Überzogene oder ausfällige Kritik stellt noch keine Schmähung dar

Das Landgericht hat zudem den Schutzgehalt der Meinungs­freiheit insofern verkürzt, als es die fraglichen Äußerungen offensichtlich als Schmähkritik bewertet und in der Folge die erforderliche Abwägung zwischen dem Ehrschutz einerseits und der Meinungs­freiheit andererseits zumindest nicht im gebotenen Umfang unter Berück­sich­tigung aller Umstände des Einzelfalls vorgenommen hat. Der Begriff der Schmähkritik ist eng definiert. Eine überzogene oder gar ausfällige Kritik macht eine Äußerung für sich genommen noch nicht zur Schmähung. Hinzutreten muss vielmehr, dass bei der Äußerung nicht mehr die Ausein­an­der­setzung in der Sache, sondern die Diffamierung der Person im Vordergrund steht. Vorliegend steht mit der Äußerung aber nicht die Sachbe­a­r­beiterin in ihrer Funktion im Fokus der Kritik. Die konkret für strafwürdig erachteten Äußerungen verlieren auch nicht jeden Sachbezug zum kritisierten Geschehen, mögen sie auch scharf und überzogen sein.

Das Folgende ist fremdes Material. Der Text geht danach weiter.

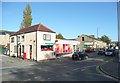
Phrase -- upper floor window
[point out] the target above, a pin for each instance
(12, 39)
(83, 39)
(18, 38)
(46, 37)
(22, 38)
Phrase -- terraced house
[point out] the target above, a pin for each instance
(35, 42)
(90, 41)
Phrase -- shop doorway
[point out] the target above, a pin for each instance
(30, 52)
(20, 50)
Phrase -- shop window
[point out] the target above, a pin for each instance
(12, 39)
(15, 49)
(22, 38)
(83, 39)
(18, 38)
(22, 48)
(46, 37)
(46, 48)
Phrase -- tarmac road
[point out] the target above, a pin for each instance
(62, 69)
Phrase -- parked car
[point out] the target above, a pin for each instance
(110, 52)
(6, 52)
(89, 50)
(79, 56)
(101, 52)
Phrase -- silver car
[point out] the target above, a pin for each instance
(110, 52)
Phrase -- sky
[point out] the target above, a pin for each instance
(68, 18)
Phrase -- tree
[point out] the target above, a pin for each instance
(106, 39)
(27, 18)
(59, 36)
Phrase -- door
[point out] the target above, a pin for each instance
(20, 50)
(30, 51)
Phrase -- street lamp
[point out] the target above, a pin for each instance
(118, 14)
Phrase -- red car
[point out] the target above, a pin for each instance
(89, 50)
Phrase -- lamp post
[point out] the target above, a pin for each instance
(17, 44)
(118, 16)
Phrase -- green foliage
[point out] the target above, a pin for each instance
(59, 36)
(27, 18)
(105, 39)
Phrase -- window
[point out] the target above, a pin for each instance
(18, 38)
(22, 38)
(46, 37)
(15, 49)
(82, 38)
(46, 48)
(12, 39)
(22, 48)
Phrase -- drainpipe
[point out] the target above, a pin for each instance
(36, 46)
(118, 16)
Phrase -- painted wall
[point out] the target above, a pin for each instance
(41, 55)
(4, 39)
(29, 39)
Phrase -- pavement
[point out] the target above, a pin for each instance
(111, 68)
(10, 62)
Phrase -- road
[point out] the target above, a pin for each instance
(62, 69)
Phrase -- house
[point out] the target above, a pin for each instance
(4, 36)
(35, 42)
(66, 46)
(90, 42)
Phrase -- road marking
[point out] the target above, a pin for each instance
(76, 69)
(97, 68)
(28, 80)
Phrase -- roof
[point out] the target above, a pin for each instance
(38, 27)
(92, 37)
(3, 32)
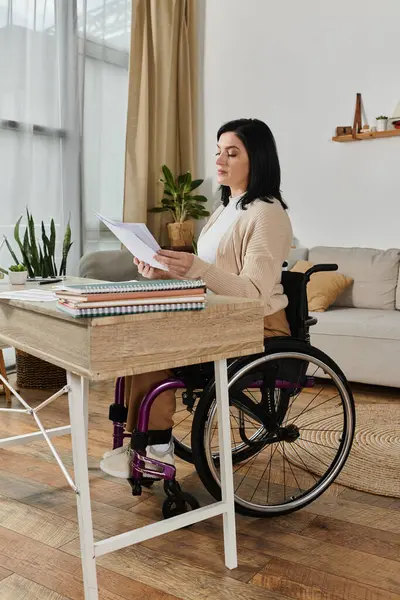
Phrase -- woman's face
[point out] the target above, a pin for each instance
(233, 163)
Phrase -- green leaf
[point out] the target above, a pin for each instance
(33, 246)
(195, 184)
(66, 248)
(48, 256)
(16, 232)
(198, 198)
(14, 256)
(52, 237)
(63, 267)
(169, 179)
(158, 209)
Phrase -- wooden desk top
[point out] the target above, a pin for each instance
(107, 347)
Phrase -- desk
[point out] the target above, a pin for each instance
(108, 347)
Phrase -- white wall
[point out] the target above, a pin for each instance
(298, 66)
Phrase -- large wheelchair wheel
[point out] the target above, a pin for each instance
(295, 419)
(183, 422)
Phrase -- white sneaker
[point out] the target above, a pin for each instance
(117, 462)
(162, 452)
(115, 451)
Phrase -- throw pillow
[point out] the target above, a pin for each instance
(324, 287)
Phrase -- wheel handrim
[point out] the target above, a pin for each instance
(248, 494)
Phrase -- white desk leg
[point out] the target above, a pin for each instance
(225, 452)
(78, 398)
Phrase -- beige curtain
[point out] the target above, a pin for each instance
(161, 103)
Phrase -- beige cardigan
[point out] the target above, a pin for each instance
(250, 256)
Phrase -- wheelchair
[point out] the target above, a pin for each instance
(292, 418)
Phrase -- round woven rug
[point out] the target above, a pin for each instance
(374, 461)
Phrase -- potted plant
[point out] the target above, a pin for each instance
(184, 206)
(39, 258)
(17, 274)
(381, 123)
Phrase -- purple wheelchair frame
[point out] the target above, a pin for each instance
(164, 471)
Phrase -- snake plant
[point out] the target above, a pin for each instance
(39, 258)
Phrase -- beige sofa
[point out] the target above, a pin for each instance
(361, 331)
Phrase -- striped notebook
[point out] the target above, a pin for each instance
(135, 286)
(129, 310)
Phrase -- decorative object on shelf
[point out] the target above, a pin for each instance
(357, 123)
(395, 118)
(381, 123)
(17, 274)
(365, 132)
(344, 130)
(38, 259)
(179, 200)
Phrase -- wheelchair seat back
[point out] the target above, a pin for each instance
(295, 288)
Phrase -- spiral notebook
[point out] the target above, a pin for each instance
(134, 286)
(128, 310)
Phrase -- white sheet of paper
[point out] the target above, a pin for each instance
(137, 239)
(30, 295)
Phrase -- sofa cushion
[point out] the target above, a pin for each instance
(375, 274)
(108, 265)
(324, 287)
(359, 322)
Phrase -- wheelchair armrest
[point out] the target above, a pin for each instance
(311, 321)
(319, 269)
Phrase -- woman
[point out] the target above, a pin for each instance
(240, 253)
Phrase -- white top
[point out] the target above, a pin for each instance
(208, 243)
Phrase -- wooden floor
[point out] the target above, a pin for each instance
(345, 545)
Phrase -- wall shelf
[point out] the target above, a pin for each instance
(367, 136)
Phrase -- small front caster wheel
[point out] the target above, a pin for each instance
(178, 505)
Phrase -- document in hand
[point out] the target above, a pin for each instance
(137, 239)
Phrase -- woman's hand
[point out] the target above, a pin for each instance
(178, 263)
(149, 272)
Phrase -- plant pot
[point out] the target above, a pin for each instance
(381, 124)
(181, 234)
(17, 277)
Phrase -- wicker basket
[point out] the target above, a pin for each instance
(34, 373)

Scharfe Kritik an Maßnahmen der öffentlichen Gewalt gehört zum Kernbereich der Meinungs­freiheit

Auch im Übrigen messen die Gerichte der Meinungs­freiheit selbst unter der - unzutreffenden - Prämisse einer Tatsa­chen­be­hauptung im Rahmen der Abwägung nicht genügend Bedeutung bei. Es ist zu berücksichtigen, dass das Recht, Maßnahmen der öffentlichen Gewalt ohne Furcht vor staatlichen Sanktionen auch scharf kritisieren zu können, zum Kernbereich der Meinungs­freiheit gehört und bei der Abwägung besonders zu berücksichtigen ist. Auch ist in Anbetracht der tatsächlichen gerichtlichen Feststellungen, insbesondere betreffend das Hinter­grund­ge­schehen, das Maß der Ehrverletzung der Sachbe­a­r­beiterin nicht derart hoch, dass diese im konkreten Fall die Meinungs­freiheit überwiegen könnte. Dabei erlaubt es die Meinungs­freiheit insbesondere nicht, die Beschwer­de­führer auf das zur Kritik am Rechtsstaat Erforderliche zu beschränken und ihnen damit ein Recht auf polemische Zuspitzung abzusprechen.